Our intrepid water dog averaged one dunk every 500 feet along the hiking trails.
We ventured out into the Alberta prairie to get from Waterton to Lougheed Park. The windy hillsides were studded with hundreds of enormous windmills.
Grizzly bear near our campsite in Lower Kananaskis Lake, munching peacefully on dandelions.
These two-year-old Grizzly cubs roam freely about Peter Lougheed Park. Rangers fear their mother has been killed, as cubs rarely leave mom until their third or fourth year.
Another lakeside campsite in Peter Lougheed Park.
Jasper and a newfound pal at the most decadently beautiful dog park anywhere, in Canmore, Alberta.
Emerald Lake in Yoho National Park, with layers of smoke and haze from the forest fire burning about 50 miles north of here along the Icefields Parkway. We’ll be travveling through the wildfire site tomorrow.
Upper Kananaskis Lake is down about 15 feet from its normal seasonal level because of an ill-planned release of water from a downstream dam.
This fen lies in a low valley at the entrance to Lougheed Park.
Mountain vistas like this are everywhere along the roads and byways of the Kananaskis region.
The Prince of Wales Hotel, where we enjoyed a ceremonial Grey Goose martini overlooking Upper Waterton Lake.

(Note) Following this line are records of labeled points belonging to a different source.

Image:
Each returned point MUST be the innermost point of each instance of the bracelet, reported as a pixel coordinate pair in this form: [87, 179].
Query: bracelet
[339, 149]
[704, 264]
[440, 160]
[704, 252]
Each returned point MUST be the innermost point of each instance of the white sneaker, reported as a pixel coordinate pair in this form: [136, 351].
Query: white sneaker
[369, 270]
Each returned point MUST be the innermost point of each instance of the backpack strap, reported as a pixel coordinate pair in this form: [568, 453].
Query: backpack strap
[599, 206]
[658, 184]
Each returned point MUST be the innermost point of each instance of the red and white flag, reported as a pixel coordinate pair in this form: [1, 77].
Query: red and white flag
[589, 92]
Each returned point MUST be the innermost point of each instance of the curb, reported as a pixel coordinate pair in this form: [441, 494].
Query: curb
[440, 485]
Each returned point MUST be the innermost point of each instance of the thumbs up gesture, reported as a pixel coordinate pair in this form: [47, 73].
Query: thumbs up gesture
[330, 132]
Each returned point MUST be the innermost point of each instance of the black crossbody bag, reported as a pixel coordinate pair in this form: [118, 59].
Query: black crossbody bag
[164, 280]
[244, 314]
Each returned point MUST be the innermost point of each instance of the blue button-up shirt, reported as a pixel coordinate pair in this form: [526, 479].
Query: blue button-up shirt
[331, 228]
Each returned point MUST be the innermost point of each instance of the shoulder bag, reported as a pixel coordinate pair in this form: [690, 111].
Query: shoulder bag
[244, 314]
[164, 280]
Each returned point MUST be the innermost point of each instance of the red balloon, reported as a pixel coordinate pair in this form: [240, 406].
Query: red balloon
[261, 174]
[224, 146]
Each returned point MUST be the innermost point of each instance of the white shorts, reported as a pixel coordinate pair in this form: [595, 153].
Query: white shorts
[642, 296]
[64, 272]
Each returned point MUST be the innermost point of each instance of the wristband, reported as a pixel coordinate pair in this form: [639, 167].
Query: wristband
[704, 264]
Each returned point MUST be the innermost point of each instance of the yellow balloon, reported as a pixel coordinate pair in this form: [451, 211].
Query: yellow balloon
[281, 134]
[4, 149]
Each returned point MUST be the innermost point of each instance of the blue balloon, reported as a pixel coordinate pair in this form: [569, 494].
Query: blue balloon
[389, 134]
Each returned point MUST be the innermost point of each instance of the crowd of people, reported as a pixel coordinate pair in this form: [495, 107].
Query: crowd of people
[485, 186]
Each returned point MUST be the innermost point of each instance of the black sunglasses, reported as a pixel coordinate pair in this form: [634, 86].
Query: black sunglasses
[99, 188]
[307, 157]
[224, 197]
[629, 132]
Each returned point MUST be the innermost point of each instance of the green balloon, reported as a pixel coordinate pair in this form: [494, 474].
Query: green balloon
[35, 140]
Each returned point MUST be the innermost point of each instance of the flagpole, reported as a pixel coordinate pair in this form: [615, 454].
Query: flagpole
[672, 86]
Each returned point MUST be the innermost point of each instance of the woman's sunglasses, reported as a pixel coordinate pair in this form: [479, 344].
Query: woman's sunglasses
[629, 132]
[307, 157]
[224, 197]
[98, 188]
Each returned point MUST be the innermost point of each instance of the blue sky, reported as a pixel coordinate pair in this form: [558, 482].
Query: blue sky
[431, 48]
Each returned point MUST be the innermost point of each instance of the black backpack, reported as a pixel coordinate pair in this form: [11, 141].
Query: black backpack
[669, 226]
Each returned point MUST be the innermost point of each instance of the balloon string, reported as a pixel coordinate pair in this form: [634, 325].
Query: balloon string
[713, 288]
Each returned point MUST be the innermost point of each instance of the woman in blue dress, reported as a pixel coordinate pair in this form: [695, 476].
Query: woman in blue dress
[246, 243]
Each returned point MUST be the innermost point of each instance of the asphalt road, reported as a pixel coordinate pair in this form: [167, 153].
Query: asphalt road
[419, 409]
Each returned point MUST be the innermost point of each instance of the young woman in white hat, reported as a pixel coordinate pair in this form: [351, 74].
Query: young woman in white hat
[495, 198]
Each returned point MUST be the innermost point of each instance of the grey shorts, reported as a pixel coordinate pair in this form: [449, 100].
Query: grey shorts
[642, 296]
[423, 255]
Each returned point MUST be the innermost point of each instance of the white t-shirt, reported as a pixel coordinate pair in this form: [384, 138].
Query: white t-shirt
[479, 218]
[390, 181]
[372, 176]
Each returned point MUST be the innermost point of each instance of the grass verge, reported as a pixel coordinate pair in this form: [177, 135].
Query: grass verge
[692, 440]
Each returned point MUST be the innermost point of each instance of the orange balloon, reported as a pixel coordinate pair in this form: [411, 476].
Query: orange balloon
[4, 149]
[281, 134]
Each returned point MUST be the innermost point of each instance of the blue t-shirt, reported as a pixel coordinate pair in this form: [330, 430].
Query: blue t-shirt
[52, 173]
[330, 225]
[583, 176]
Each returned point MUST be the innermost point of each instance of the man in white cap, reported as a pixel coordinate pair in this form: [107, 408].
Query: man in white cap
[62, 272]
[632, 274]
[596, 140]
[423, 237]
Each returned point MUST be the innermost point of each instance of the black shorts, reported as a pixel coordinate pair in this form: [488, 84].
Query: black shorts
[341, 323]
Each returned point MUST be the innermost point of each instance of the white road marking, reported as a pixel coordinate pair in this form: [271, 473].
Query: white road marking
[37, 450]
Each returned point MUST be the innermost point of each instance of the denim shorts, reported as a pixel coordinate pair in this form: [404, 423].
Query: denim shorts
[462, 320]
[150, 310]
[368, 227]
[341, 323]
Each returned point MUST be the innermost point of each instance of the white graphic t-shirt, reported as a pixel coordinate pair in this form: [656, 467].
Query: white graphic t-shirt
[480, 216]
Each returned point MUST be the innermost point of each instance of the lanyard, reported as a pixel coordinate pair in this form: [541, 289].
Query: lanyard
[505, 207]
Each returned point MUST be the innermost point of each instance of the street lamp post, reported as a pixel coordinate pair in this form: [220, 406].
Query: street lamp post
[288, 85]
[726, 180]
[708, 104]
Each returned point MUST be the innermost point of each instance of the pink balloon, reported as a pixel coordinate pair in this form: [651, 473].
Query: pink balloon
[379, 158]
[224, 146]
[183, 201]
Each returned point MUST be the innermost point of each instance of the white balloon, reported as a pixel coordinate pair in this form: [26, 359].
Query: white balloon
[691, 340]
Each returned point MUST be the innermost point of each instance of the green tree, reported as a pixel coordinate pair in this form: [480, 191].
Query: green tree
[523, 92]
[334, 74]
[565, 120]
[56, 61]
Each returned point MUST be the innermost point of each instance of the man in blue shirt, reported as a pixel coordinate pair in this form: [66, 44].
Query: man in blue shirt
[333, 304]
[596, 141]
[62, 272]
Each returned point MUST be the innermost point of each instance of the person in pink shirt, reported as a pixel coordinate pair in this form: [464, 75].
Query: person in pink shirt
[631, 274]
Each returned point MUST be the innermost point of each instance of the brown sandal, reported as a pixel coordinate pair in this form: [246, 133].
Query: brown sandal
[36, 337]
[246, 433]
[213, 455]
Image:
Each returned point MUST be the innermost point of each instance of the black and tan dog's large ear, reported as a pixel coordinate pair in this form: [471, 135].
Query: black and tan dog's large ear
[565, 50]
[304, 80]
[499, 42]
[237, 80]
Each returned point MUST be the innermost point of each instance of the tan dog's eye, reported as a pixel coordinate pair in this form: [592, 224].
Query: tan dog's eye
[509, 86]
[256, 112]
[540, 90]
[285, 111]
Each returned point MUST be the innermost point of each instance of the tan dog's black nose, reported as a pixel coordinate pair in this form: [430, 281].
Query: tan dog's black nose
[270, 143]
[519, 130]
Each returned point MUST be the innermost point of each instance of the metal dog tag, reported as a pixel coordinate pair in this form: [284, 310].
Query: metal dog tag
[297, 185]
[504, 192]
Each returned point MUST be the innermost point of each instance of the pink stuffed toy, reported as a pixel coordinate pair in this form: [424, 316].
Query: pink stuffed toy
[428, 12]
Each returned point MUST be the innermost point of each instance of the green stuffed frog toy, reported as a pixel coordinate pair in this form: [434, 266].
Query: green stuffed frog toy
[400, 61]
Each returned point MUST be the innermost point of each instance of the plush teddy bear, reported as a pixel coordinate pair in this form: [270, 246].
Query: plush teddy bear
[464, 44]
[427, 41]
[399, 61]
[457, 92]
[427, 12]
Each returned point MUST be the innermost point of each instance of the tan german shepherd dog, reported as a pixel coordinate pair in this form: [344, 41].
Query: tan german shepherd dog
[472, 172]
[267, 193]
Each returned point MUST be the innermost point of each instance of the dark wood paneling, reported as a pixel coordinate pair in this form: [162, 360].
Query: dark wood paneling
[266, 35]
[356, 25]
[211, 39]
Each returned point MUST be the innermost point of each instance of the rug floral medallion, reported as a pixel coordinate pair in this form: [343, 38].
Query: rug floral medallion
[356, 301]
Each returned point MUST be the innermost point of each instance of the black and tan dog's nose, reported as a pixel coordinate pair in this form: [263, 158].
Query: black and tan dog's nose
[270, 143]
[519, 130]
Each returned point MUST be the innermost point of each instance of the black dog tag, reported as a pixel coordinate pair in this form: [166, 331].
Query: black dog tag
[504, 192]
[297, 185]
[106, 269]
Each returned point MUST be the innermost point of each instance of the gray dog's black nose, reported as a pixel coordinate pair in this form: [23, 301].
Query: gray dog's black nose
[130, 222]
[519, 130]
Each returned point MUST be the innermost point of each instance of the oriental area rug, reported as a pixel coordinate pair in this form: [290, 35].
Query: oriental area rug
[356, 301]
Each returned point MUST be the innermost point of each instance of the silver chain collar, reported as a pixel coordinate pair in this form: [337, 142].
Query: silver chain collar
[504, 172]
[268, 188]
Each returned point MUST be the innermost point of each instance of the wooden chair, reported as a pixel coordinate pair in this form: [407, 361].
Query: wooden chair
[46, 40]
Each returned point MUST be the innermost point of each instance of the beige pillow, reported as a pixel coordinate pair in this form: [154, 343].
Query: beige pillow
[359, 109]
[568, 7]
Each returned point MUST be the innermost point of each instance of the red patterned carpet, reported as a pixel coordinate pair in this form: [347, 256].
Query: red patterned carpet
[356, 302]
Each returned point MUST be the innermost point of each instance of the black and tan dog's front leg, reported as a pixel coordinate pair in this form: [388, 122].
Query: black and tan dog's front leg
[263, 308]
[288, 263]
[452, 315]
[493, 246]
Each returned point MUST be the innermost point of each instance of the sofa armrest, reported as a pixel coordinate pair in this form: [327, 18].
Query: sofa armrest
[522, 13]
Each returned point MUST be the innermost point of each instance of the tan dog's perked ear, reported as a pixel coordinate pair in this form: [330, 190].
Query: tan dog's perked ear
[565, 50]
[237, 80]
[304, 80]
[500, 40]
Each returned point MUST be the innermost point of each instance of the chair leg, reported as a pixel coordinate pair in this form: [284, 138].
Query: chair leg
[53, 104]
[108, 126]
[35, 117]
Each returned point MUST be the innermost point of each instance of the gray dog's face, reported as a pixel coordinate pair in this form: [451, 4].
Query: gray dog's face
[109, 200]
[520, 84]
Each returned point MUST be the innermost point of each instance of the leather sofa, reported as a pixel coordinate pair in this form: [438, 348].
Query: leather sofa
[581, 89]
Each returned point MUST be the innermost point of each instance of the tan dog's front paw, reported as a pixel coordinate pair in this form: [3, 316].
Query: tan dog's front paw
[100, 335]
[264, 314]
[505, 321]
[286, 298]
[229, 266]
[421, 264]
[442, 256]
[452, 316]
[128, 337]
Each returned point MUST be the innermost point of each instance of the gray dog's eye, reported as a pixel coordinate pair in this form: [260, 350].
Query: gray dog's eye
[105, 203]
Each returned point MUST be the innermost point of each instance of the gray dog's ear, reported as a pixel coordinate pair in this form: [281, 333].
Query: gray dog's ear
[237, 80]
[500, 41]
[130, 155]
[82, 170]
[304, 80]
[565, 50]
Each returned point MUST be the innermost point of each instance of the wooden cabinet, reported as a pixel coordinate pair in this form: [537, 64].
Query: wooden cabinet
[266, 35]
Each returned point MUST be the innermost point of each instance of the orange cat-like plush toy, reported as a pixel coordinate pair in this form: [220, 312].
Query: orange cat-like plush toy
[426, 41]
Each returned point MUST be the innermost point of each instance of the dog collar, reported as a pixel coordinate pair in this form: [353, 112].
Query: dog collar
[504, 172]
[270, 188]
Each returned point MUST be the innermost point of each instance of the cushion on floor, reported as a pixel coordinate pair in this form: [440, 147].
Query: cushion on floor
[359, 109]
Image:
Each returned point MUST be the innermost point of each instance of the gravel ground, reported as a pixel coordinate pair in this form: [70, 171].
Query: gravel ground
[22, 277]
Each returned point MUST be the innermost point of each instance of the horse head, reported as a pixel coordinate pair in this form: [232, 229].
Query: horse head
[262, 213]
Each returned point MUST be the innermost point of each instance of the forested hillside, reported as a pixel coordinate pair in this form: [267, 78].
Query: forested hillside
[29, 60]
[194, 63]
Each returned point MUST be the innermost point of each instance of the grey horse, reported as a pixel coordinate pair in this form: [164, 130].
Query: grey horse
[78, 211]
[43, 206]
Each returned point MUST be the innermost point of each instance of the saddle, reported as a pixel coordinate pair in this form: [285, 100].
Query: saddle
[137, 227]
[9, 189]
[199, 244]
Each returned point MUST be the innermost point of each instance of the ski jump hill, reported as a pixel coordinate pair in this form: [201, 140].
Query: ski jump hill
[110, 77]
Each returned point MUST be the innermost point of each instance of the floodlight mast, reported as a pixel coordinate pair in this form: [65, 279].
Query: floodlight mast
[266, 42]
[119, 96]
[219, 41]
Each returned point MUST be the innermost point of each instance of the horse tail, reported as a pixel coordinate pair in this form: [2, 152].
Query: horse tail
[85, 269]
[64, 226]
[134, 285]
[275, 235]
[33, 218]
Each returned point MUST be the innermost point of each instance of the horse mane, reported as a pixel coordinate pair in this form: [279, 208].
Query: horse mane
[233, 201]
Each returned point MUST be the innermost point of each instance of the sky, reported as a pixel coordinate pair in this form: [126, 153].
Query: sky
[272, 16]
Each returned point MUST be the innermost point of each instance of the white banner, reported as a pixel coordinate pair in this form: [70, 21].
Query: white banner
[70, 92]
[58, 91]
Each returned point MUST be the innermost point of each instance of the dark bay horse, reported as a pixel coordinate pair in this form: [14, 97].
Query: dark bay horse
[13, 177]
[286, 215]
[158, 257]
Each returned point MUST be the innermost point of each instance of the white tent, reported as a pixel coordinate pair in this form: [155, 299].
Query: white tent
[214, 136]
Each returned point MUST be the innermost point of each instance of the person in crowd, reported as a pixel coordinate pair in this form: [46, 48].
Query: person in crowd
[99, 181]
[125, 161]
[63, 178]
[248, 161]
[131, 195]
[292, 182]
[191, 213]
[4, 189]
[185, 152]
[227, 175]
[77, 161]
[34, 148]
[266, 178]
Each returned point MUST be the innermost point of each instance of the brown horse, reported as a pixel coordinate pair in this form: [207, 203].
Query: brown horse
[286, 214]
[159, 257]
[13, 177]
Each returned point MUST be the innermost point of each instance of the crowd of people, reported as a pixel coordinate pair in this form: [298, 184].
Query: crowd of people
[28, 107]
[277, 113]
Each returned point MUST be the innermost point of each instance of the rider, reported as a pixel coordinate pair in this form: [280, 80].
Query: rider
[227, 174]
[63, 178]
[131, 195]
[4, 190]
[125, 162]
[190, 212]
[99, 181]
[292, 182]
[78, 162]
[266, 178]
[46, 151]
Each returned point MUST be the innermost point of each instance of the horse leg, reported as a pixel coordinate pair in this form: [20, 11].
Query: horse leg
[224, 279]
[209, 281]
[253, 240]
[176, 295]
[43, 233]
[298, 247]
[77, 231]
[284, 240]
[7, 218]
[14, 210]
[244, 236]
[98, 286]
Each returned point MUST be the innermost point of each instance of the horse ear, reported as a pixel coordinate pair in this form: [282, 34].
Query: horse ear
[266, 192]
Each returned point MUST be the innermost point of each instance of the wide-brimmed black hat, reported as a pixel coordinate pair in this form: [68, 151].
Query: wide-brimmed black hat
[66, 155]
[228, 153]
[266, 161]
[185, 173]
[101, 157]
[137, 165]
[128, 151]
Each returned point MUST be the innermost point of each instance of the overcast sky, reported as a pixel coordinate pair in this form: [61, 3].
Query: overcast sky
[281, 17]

View toward Waterton Lake from the Bertha Lake trail.
A wildflower in the alluvial plain feeding into Emerald Lake in Yoho National Park.
Takakkaw Falls, near our campground in Yoho National Park, is one of the highest in Canada, at over 750 feet.
Indian paintbrush is a saprophytic plant that grows in great profusion along all the roads, trails and open prairies.
Pickin’ and grinnin’ at Kicking Horse Campground, the nicest campsite we’ve ever had the good fortune to inhabit. It is almost totally private and overlooks a roaring tributary of icy gray-green glacier melt water. We stayed two extra days to celebrate our good fortune.
A morning view of a nearby mountaintop in the first rays of light from one of our campsites.
This switchback on the way to Takakkaw Falls was so tight that we needed to make a K-turn to navigate it.
Jasper enjoys a brief dip in the Kicking Horse River.
True to the song lyrics, the golden poppies are indeed in bloom on the banks of Lake Louise this time of year.
The view from the Grassi Lakes trail outside Canmore includes a powerline that connects a hydro plant with the local grid.
Grassi Lakes, named for the guy who blazed the first trails here, is a group of tiny lakes near the top of the nearby waterfall. The water is an unbelievably complex palette of blues, greens, reds and yellows.
Another view of Grassi Lakes.
Panoramic view of Lower Kananakis Lake, in Peter Lougheed Provincial Park.